Al acercarse al campamento vio a Fiel, el perrito de don Segundo, que dormía cerca de la entrada. En el fogón, sobre unas piedras, descansaba una lata que alguna vez contuvo dulce de batata, con grasa fría y seca en su interior; allí habían frito unas tortas días atrás, junto a Celestino, mientras Segundo desgranaba historias y contadas. “Una vuelta, balando la cordillera con el finao Suarez, a él se le enancó la Viuda Blanca. Estaba casi de noche y yo iba adelante, por la huella. De repente escuché un grito y vi de reojo que se tiraba del caballo. El bayito mío se espantó y caí a un costado. Suarez me decía que corriera. Por allá abajo juimo a parar. Ahí me contó, que sintió a la Viuda sentada en el recao, atrás de él. Mire que el finao era un hombre de coraje, pero ese día lo vi aterrao. Nunca más volvió a subir a la cordillera”.

“Buen día, buen día” dijo Arturo, en voz alta, al ingresar. No obtuvo respuesta. Estaba todo oscuro, solo se dibujaba un triángulo de luz en el suelo, al que dejaba entrar el cuero que había corrido Arturo al ingresar. Se acercó hasta el rincón donde entre unos cueros, tapado con un viejo poncho Castilla, estaba el abuelo. Se inclinó a verlo, esquivando el chon chon que colgaba del eje de las ruedas del catango. Sin darse cuentas pateó una lata pequeña que contenía algo de agua, de la que seguramente tomaría el abuelo. Lo tocó en la frente, estaba helado, demasiado. Comprobó que no respiraba. Estaba muerto. Su rostro había perdido ese color cobrizo, surcado por infinitas arrugas en las que los vientos de la cordillera habían esculpido el tiempo. Arturo se sacó la boina que llevaba en su cabeza e instintivamente cerró los ojos. Sin darse cuenta pensó en su madre, tal vez a ella le encomendaba recibir el alma de ese hombre que era uno de los pocos afectos que tenía entre su gente. Un pequeño morro de piedras y una cruz recuerdan el sitio donde se abrazó con la tierra el abuelo Segundo.

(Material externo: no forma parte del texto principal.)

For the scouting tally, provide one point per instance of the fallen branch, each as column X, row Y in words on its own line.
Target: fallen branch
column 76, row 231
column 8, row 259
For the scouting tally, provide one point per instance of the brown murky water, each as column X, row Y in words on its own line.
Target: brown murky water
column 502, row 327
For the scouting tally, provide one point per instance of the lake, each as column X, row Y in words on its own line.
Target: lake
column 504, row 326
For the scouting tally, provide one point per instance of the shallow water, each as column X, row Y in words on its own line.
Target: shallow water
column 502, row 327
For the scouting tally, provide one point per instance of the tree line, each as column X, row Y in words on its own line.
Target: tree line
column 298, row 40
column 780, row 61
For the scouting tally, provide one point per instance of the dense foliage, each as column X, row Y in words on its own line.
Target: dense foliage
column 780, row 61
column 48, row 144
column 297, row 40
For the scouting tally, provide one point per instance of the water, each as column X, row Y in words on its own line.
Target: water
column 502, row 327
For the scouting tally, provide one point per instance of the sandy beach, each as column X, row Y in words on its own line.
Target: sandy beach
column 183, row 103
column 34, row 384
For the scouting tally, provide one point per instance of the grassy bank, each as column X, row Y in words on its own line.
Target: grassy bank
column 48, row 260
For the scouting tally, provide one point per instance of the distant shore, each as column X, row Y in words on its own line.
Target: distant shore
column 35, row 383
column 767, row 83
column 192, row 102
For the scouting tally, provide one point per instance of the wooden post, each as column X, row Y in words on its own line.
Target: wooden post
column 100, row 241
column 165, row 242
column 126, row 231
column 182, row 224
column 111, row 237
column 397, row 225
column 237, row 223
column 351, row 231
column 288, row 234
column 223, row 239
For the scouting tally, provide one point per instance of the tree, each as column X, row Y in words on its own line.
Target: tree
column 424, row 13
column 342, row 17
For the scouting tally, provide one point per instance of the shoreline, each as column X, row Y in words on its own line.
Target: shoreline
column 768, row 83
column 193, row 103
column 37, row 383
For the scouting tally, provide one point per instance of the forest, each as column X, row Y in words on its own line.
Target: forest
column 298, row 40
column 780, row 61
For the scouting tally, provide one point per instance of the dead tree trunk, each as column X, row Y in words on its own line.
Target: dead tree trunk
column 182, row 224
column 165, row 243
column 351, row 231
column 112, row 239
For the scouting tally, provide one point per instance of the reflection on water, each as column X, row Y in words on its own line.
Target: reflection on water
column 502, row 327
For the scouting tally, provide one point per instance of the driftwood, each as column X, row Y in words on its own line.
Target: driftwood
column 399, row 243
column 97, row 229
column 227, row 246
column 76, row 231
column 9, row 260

Cuando bajaron a la invernada en marzo, Arturo se acercó a la que fuera la ruka de Segundo, a guardar sus pertenencias. No había mucho: pilchas, un rebenque, un par de riendas y un lazo que colgaba de un clavo en un poste que sostenía el techo. Sobre un tronco, que Segundo utilizara de mesa, cubierto por un pedazo de tela de un poncho, junto al catre, había una foto algo desteñida, en un portarretrato. Arturo se quedó mirándola en silencio, era Hortensia, su madre.